ProSiebenSat 1 posts 200% rise in net profits

BERLIN — Despite a continuing advertising slump last year, Haim Saban’s German broadcasting group ProSiebenSat1 saw a 200% increase in net profits in 2003.

Company booked an annual win of 45 million euros ($57 million) while revenues in the period dropped 5% to $2.3 billion.

At a press conference in Munich Friday, ProSiebenSat1 execs said the group would carry out a capital increase in April of up to $354 million aimed at reducing the group’s net financial debt and “thus enhancing its maneuverability against the competition and reinforcing the basis for new growth.” The price of the new stock to be issued has not yet been fixed.

While the advertising market remained difficult in 2003 — shrinking by some 5% from the previous year and leaving a dent in company sales — ProSiebenSat1 managed to raise earnings through cost reductions of 11%, or $262 million. The most important cost factor, said chief exec Urs Rohner, was getting rid of high-priced Bundesliga soccer rights, which only provided low-rated game highlights for group web Sat1.

While Rohner declined to comment on reports that the group was seeking the Bundesliga’s coveted live pay-TV rights, saying he would not comment on ongoing negotiations, he said live matches were much more attractive than post-game rundowns.

Rohner confirmed that ProSiebenSat1 was considering a foray into pay TV, saying the digitalization of Germany’s cable systems would offer new and cost-effective opportunities for pay TV ventures. He stressed that ProSiebenSat1 would not be spending huge amounts of money nor risk high losses on a pay TV investment, specifically on the development of technical infrastructures.

ProSiebenSat1 is reportedly eager to acquire Bundesliga pay-TV rights as a cornerstone for pay TV content and is said to be offering the German Football League (DFL) $762 million, outbidding German paybox Premiere, which currently holds the rights, by some $40 million per season.

Rigorous cost management also reduced the group’s programming and material costs by 9% to $1.6 billion and whittled down personnel by 9% to 2,781 employees.

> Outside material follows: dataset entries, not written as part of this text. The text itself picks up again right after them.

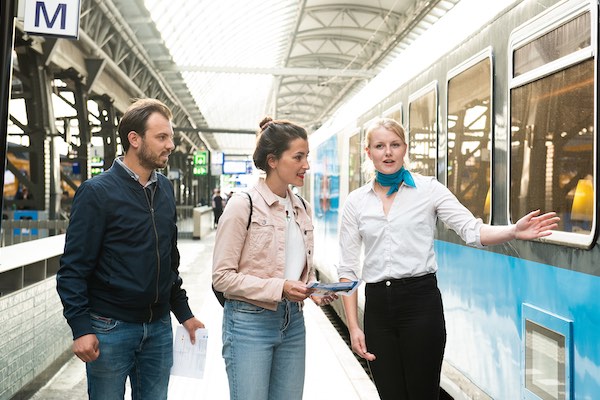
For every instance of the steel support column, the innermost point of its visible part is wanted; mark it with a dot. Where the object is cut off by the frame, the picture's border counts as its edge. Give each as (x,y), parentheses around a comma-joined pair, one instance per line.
(7,37)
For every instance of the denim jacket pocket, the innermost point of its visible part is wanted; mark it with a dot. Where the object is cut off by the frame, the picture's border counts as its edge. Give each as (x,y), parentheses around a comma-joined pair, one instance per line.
(244,307)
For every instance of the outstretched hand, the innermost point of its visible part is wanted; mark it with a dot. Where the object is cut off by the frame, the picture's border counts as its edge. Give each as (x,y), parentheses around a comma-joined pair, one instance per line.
(534,225)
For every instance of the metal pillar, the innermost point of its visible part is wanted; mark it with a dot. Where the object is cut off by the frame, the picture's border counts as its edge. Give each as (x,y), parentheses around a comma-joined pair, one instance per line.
(7,37)
(40,127)
(108,129)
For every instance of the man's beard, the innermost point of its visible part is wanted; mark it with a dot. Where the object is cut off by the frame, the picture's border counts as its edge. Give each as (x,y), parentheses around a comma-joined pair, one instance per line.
(149,160)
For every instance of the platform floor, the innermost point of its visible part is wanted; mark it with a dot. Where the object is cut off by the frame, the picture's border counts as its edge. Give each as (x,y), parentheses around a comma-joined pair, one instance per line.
(332,370)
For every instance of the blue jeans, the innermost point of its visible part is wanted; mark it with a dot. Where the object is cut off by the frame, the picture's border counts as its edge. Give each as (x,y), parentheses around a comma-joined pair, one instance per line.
(141,351)
(264,351)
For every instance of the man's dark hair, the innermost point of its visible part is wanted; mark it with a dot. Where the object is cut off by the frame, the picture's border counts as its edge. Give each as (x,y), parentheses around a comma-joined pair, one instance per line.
(137,115)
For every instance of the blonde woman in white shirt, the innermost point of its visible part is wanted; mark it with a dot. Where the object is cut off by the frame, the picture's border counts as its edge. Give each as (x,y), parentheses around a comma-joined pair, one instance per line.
(394,217)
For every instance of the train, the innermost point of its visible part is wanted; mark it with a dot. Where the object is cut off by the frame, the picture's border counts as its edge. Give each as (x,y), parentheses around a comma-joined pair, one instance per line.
(499,100)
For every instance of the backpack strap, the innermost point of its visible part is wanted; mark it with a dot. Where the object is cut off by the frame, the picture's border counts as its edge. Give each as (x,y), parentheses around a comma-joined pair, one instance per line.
(302,200)
(250,214)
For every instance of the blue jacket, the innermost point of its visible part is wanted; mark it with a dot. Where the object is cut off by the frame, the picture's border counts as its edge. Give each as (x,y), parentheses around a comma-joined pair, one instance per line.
(121,259)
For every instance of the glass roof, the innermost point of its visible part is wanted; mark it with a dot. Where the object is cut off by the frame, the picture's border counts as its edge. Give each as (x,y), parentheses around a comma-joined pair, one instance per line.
(228,35)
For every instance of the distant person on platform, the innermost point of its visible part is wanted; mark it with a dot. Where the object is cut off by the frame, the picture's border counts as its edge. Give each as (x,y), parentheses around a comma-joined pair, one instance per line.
(217,203)
(119,279)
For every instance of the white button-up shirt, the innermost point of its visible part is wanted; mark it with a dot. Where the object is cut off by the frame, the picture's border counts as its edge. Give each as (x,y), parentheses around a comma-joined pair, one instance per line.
(400,244)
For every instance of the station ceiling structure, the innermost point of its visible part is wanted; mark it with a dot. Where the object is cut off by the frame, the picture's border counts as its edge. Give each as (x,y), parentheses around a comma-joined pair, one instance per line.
(232,62)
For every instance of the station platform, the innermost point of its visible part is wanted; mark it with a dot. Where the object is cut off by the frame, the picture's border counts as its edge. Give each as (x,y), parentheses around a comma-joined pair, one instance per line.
(332,371)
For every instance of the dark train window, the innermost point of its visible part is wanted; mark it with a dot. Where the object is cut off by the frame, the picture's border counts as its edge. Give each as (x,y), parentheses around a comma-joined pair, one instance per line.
(355,162)
(469,137)
(552,141)
(422,132)
(564,40)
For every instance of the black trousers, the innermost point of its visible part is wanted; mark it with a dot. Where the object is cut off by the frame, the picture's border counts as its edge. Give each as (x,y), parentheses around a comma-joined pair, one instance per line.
(405,329)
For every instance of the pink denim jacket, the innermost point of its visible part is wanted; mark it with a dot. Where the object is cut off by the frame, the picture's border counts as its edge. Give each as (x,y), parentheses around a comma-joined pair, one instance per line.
(248,264)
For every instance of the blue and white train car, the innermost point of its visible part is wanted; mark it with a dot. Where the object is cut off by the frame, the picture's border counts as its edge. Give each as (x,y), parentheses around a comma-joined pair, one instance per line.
(500,102)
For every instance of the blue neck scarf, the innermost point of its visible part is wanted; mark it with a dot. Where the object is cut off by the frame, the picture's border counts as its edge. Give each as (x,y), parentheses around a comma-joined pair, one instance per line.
(395,180)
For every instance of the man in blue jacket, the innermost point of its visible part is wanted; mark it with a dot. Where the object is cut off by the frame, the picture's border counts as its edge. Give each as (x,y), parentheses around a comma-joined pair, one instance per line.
(119,277)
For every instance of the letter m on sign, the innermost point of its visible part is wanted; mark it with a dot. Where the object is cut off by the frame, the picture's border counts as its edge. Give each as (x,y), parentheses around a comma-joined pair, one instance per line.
(61,9)
(52,17)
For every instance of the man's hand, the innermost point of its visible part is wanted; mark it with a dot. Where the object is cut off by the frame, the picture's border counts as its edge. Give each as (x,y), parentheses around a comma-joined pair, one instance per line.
(86,347)
(191,325)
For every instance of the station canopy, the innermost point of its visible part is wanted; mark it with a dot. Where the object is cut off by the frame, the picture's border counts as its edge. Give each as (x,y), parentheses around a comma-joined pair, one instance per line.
(299,60)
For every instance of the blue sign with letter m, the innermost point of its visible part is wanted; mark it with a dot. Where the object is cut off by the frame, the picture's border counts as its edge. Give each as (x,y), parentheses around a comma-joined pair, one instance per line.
(52,18)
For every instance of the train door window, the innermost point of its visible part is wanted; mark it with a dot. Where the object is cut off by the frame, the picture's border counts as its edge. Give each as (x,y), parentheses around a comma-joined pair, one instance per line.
(544,362)
(547,355)
(395,114)
(355,162)
(552,103)
(422,131)
(469,136)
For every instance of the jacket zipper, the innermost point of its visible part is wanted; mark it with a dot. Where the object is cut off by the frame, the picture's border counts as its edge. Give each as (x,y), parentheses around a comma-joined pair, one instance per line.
(150,201)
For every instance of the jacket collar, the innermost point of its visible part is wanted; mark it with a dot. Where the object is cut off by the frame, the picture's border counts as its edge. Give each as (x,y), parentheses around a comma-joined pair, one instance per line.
(270,197)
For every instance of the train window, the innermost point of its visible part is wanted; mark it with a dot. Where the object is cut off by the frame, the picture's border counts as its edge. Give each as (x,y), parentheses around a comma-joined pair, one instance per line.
(469,137)
(395,114)
(422,132)
(355,162)
(544,362)
(553,139)
(547,354)
(564,40)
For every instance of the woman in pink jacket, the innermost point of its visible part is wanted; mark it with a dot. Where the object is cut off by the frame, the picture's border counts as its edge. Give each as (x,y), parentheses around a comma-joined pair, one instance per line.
(262,261)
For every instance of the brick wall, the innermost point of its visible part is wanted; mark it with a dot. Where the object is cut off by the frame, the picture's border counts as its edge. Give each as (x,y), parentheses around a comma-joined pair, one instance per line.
(33,335)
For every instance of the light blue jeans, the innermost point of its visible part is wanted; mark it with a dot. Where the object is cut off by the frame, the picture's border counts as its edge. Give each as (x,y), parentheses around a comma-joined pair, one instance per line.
(143,352)
(264,351)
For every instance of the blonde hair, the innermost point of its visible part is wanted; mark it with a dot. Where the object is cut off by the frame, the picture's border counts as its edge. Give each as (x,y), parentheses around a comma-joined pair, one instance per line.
(391,125)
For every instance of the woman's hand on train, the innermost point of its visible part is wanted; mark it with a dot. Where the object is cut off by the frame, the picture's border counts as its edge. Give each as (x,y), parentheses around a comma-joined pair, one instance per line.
(324,300)
(296,291)
(534,225)
(357,339)
(86,347)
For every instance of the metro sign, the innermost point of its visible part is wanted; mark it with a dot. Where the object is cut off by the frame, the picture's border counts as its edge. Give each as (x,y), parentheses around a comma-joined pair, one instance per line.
(52,18)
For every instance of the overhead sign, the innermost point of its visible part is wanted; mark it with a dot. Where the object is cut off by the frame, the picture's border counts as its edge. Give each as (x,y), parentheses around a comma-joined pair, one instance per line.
(52,18)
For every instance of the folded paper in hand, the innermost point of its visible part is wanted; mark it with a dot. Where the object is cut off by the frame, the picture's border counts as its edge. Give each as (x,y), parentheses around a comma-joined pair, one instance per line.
(340,288)
(189,359)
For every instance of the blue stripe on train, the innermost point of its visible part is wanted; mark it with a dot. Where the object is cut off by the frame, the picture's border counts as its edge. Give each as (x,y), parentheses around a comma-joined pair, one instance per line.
(483,293)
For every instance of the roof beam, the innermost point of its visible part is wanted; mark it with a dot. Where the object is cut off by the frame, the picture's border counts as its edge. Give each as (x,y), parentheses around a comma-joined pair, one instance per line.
(352,73)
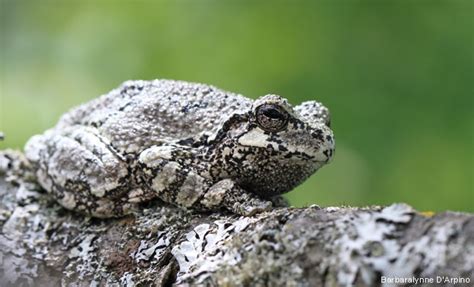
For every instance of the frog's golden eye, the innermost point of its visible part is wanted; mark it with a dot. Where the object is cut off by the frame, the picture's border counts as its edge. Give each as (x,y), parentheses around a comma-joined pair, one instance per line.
(271,117)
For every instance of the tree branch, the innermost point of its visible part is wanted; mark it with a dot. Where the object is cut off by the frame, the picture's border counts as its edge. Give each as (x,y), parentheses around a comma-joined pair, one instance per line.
(44,244)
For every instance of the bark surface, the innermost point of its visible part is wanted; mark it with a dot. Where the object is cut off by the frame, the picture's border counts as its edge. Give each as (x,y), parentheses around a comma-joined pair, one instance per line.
(42,244)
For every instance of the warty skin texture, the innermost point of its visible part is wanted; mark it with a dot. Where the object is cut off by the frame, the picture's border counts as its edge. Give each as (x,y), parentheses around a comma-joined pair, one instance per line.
(189,144)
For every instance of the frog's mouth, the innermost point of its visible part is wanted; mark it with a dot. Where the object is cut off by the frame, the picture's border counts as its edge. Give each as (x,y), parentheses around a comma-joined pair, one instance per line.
(315,144)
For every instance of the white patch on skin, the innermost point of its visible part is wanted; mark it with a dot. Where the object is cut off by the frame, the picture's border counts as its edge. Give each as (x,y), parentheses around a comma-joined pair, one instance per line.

“In spite of the adverse environment, we made a substantial improvement in our company’s profitability,” said Rohner. “The results demonstrate the success of our long-standing efforts to put ProSiebenSat.1 on the most efficient footing possible. We’ve improved our cost base, optimized our structures and increased our ratings, enabling us to strengthen our market position significantly amid tough conditions. We’ve laid the groundwork for the group to perform better than average in the years to come.”

In 2003, ProSiebenSat.1′s four main stations increased their combined share of target 14-to-49-year-old auds by nearly 1% to 28.9%. ProSieben remains the strongest web with a 12% market share, followed by Sat1 (11.5%), Kabel 1 (4.9%) and news channel N24 (0.5%)

Three of the four channels were profitable, at least in terms of pre-tax earnings, including Sat1, which made a pre-tax loss of more than $100 million in 2002. Last year Sat1 posted a pre-tax profit of $6.3 million and sales of $982 million, which remained unchanged from 2002 aside

from the strong gains made by the euro over the U.S. dollar.

ProSieben, which showcases Hollywood films and hit series like “Sex and the City” and remains the group’s most profitable station, posted a 34% boost in pre-tax profits to $170 million while booking a 12% drop in revenue to $869 million.

Kabel 1 saw revenue drop by 3% to $240 million while pre-tax profits rose 50% to $23 million. The group’s money-losing news web N24 reduced its losses by 54% to $14 million while sales dipped 25% to $90

million.

Execs admit this year’s developments in the TV market remain difficult to forecast, adding that the local economy is expected to grow 1.7% this year but whether that would translate into increased consumer

spending remained to be seen. “Our goal is to enhance ProSiebenSat.1′s earnings substantially in 2004, even if we can’t expect growth in the TV advertising market,” said Rohner, adding that further cost reductions and improved ratings would help.